Justice League

Justice League

Après le sacrifice héroïque de Superman, Batman et Wonder Woman doivent rassembler une équipe pour affronter un ennemi qui menace l’humanité toute entière.

Depuis que Warner a emboîté le pas derrière Marvel Studios, le moins qu’on puisse dire c’est que les films qui en découlent divisent le public. Jusqu’à Wonder Woman, qui a corrigé le tir, la vision cinématographique des personnages DC provoque des débats sans fin parmi les spectateurs. Pierre angulaire de l’univers DC au cinéma comme Avengers l’était en son temps pour l’univers Marvel, Justice League était d’autant attendu que sa genèse a été compliquée.

Le film est donc sorti sur le grand écran, et force est de constater que Warner a mis de l’eau dans son vin. Le ton est incontestablement plus léger que dans Batman v Superman, sans pourtant non plus aller braconner sur le territoire humoristique de Deadpool, Les Gardiens de la galaxie ou Thor Ragnarok chez la concurrence. Ca se chamaille, ça s’envoie des vannes (y compris à des moments assez insolites) mais ce n’est pas non plus un film rigolo et décalé.

Qu’il s’agisse de l’influence de Joss Whedon (venu compléter le film suite au retrait de Zack Snyder pour raisons personnelles) ou simplement du syndrome « ça marche en face donc on fait pareil », Justice League affiche des emprunts évidents à la recette Avengers. Sans toutefois arriver au même résultat, mais peut être aussi que l’effet de surprise de 2012 n’est plus de mise en 2017 : maintenant on est habitués à voir des héros se retrouver pour aller botter de l’arrière-train maléfique, aussi bien au cinéma (Avengers 1 & 2, Civil War) qu’à la télévision (Defenders, crossover annuel des séries DC sur CW) alors qu’en 2012 Avengers avait tout du fantasme inavoué et irréalisable de tout fan de comics.

Justice League souffre de pas mal de défauts, certains étant plus gênants que d’autres (des incohérences et raccourcis scénaristiques plombent le film, sans toutefois égaler les 8 épisodes d’Inhumans en facepalm permanent) mais globalement la remontée qualitative amorcée avec Wonder Woman (qui avait aussi ses défauts) est toujours de mise. On passe un bon moment avec cette équipe improbable, et même si le film souffre d’une exposition un peu bâclée pour les nouveaux venus (Flash, Aquaman et Cyborg) l’équipe de justiciers made in DC fonctionne relativement bien.

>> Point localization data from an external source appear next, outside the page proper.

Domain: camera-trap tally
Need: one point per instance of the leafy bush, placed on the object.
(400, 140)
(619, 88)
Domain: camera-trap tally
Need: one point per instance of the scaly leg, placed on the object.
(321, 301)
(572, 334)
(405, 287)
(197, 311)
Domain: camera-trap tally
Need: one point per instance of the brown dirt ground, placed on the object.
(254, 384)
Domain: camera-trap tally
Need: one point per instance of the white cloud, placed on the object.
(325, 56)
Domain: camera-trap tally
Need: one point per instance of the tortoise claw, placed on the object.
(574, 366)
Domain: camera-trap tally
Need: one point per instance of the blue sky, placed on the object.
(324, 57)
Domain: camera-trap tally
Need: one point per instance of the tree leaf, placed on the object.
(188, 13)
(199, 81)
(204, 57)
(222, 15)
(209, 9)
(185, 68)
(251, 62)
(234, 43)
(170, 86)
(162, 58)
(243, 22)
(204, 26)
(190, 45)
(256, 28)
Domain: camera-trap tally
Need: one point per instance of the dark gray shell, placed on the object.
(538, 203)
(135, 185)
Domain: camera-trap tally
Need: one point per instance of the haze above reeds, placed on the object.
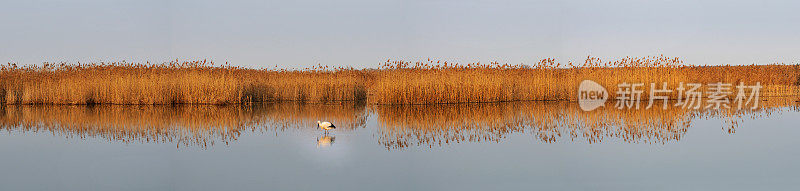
(394, 82)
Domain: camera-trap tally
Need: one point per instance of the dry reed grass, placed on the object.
(395, 82)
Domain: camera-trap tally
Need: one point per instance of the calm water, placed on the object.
(508, 146)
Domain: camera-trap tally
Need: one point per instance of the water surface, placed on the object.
(500, 146)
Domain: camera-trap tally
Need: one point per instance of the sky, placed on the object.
(362, 33)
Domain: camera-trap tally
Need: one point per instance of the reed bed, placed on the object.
(394, 82)
(431, 82)
(196, 82)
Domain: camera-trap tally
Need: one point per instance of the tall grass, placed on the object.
(395, 82)
(175, 82)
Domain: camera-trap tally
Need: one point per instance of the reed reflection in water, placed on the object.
(549, 122)
(187, 125)
(397, 126)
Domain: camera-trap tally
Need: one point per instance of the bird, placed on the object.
(325, 141)
(326, 126)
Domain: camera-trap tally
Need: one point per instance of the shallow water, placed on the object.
(502, 146)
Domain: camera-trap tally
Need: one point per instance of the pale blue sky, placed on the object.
(296, 34)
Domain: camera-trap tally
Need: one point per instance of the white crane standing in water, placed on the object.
(326, 126)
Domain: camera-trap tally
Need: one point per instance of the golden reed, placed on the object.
(395, 82)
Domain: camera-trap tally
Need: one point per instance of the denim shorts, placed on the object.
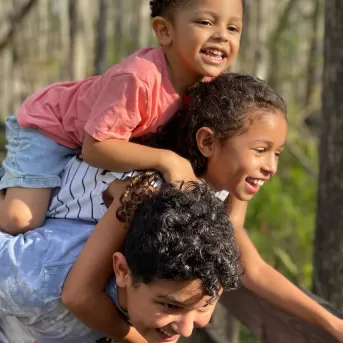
(34, 266)
(33, 160)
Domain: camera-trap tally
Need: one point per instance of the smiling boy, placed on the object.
(178, 257)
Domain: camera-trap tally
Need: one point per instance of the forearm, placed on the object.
(275, 288)
(99, 313)
(117, 155)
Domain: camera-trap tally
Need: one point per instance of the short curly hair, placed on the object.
(227, 105)
(164, 8)
(182, 232)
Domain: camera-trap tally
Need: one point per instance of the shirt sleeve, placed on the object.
(120, 108)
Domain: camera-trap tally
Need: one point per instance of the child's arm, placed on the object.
(84, 289)
(269, 284)
(119, 155)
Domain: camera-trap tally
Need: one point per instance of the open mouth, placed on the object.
(167, 336)
(215, 55)
(253, 185)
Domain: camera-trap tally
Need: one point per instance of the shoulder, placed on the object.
(146, 66)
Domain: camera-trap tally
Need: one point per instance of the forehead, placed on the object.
(182, 293)
(230, 8)
(271, 125)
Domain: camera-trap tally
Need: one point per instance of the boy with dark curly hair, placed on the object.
(178, 257)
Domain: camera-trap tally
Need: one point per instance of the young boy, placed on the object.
(179, 256)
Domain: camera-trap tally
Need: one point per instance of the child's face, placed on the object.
(244, 162)
(165, 310)
(206, 35)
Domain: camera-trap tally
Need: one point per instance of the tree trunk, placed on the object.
(101, 45)
(328, 257)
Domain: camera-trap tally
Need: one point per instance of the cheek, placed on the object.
(203, 319)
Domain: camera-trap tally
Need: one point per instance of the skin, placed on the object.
(175, 306)
(198, 26)
(252, 155)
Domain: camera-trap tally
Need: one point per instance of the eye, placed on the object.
(260, 150)
(204, 22)
(169, 306)
(233, 28)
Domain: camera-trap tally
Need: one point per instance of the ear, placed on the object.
(121, 270)
(163, 30)
(205, 141)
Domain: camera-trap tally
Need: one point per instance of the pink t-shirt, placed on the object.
(130, 99)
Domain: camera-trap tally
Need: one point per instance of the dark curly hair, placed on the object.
(164, 8)
(227, 105)
(181, 232)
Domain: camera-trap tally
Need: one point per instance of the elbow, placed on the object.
(87, 152)
(74, 301)
(253, 273)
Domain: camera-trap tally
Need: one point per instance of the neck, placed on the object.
(180, 77)
(122, 298)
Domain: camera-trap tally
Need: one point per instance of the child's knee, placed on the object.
(18, 218)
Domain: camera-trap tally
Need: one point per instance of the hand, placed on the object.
(176, 168)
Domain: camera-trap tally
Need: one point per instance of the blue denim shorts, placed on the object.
(34, 266)
(33, 160)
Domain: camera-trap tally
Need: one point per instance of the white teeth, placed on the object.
(170, 334)
(257, 182)
(215, 52)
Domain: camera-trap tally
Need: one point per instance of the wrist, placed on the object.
(332, 324)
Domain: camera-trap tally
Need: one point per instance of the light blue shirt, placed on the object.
(33, 268)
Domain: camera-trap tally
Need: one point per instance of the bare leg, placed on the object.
(23, 209)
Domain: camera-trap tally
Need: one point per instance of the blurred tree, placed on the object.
(328, 257)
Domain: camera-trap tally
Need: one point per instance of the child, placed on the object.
(175, 263)
(232, 130)
(198, 39)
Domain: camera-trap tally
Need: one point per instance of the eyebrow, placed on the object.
(174, 301)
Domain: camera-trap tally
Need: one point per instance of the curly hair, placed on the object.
(181, 232)
(164, 8)
(227, 105)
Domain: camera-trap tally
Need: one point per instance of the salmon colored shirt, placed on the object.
(130, 99)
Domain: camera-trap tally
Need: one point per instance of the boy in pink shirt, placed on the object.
(198, 39)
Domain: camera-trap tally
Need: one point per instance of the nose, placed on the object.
(184, 325)
(221, 34)
(270, 165)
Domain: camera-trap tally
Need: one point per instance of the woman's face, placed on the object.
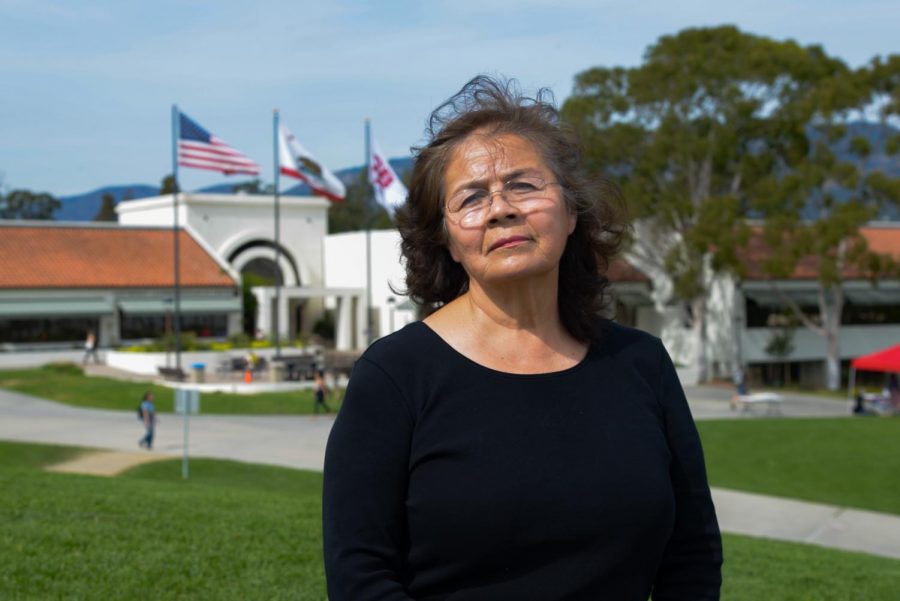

Sur le plan visuel, nous avons droit dans la première partie du film à une surabondance de ralentis mais heureusement il y en a moins par la suite. Les effets spéciaux sont plutôt réussis, même si le trucage du visage de Cyborg fait un peu bizarre par moments (ironiquement le maquillage de Peter Weller en Robocop donnait largement plus l’impression d’un cyborg, et pourtant le film a trente ans de plus !).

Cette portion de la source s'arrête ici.